Why Indian-Americans win spelling bees: P-R-A-C-T-I-C-E

While you were out taking your kid to baseball practice or music class, Puthenveedu Jayakrishnan was helping his 12-year-old daughter spell words that don’t readily surface in daily life.

Such as “scherenschnitte,” and “nunatak,” the two winning words in Thursday night’s Scripps National Spelling Bee.

Jayakrishnan is among thousands of Indian-American parents who encourage education at home. That could be one reason why South Asian kids have won the spelling bee eight years in a row.

Since 1999, 15 of the 19 winners have been Indian-Americans, including Thursday night’s co-winners, Vanya Shivashankar, 13, and Gokul Venkatachalam, 14. In this year’s final, six of the remaining seven spellers were “desis,” the term commonly used to refer to the South Asian diaspora.

The 2015 victories gave rise again to a flurry of theories about why desi kids perform so well in spelling contests. And no, it’s not genetic.

The winners are usually the children of South Asians for whom spelling bees are a prestige activity, says Shalini Shankar, an associate professor of anthropology and Asian-American studies at Northwestern University. Indians do well because immigrants from that country tend to be well-educated, success-driven professionals who take a great interest in their children’s learning.

“Parents invest a lot of their time with their kids,” she says.”They prioritize education and have the economic means to have a parent stay at home. It’s much more a socio-economic factor than a gene.”

Another big but lesser known factor is a vast South Asian contest network in the United States, says Shankar, who has studied children and spelling bees.

The South Asian Spelling Bee is sponsoring 12 regional contests in June and July leading up to a final round in August. Gokul was the 2014 winner before his stellar performance at Scripps.
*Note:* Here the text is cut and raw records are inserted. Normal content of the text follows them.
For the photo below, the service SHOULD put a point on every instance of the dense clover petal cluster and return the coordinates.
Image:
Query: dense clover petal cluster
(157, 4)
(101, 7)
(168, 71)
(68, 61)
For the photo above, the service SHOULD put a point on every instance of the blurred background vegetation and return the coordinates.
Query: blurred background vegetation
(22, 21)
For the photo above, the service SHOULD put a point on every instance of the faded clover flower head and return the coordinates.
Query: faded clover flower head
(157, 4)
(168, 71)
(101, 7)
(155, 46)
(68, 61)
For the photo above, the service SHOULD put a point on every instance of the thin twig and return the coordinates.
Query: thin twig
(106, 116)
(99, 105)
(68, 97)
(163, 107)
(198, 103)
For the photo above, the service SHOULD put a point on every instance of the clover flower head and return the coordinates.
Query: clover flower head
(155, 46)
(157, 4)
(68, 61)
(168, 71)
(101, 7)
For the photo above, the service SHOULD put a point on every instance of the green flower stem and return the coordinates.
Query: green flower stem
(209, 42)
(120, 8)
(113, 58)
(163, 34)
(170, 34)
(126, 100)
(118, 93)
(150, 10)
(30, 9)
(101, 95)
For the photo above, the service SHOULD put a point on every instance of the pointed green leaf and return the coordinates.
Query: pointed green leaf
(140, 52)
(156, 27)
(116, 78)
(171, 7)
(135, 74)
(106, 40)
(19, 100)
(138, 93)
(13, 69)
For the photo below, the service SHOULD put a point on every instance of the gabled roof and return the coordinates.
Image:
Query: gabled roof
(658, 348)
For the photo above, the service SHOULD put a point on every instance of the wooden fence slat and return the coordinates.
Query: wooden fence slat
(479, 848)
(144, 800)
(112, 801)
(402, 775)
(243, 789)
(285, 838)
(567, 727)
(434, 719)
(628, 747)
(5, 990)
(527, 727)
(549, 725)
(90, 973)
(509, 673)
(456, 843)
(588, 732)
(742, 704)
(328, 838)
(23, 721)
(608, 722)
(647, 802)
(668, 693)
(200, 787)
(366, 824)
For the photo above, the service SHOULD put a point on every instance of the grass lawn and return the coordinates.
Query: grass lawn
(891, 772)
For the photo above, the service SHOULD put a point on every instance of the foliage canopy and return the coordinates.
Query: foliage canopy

Then there’s the nonprofit North South Foundation, which runs academic competitions in 35 states with 18,000 participants. Kids start competing in the first grade whereas the youngest Scripps contestants are fourth graders.

Retired Chicago engineer Ratnam Chitturi launched the foundation in 1990s to raise money to educate underprivileged kids in India. But a few years later, friends approached him and asked: What will you do for Indian kids in America?

Chitturi began organizing competitions in spelling, geography, science and mathematics. In the late 1990s, kids who competed in the NSF contests started making it into the final rounds at Scripps. The rest, he says, is history.

“It’s just like sports. Like soccer or baseball. Or music,” he says. “Practice makes them perfect.”

Indian kids begin getting up on stage and spelling in front of audiences at a young age. They gain confidence, get good at it and persevere.

All the Indian-American winners at Scripps, including Vanya and Gokul, were NSF contestants, Chitturi says. A majority of them tried multiple times at Scripps before they came out on top.

The NSF contests also help inspire the kids, Chitturi says, by providing role models, just like in the sporting world.

“They see the winners and think, ‘They did it. I can do it, too.'”

In Fresno, California, Jayakrishnan, spends four to five hours a week with his daughter. They spell out words and he puts her through mock contests. Sometimes, his daughter protests.

“How will spelling help me?” she asks. “I have a spell checker on my computer.”

“It’s for your benefit,” Jayakrishnan tells her. “Learn the root, the origin of a word. If you go through this at an early age you will grow as an individual and succeed in life.”

He’s an electrical engineer who emigrated from India nine years ago. His son is studying medicine at Duke University. He wants to make sure his daughter, too, gets into a prestigious college.

That’s part of the culture back home in India, a nation of 1.2 billion people and not nearly enough schools. From the time a child enters schools, it’s study, study, study.

“Indians are very competitive,” Jayakrishnan says.

The dominance of desi kids at Scripps is a point of pride for the community. Indian-Americans make up less than 1% of the U.S. population but their kids represent a much larger percentage of the contestants.

Posts on Twitter reflected that pride. But they can also turn nasty with racist comments about Indian-American victories.

Shankar, the anthropologist, says the spelling bee is another challenge to the way things used to be in the past.

“It provides another opportunity for America to think about what diversity means,” she says.

Can you spell M-U-L-T-I-C-U-L-T-U-R-A-L-I-S-M?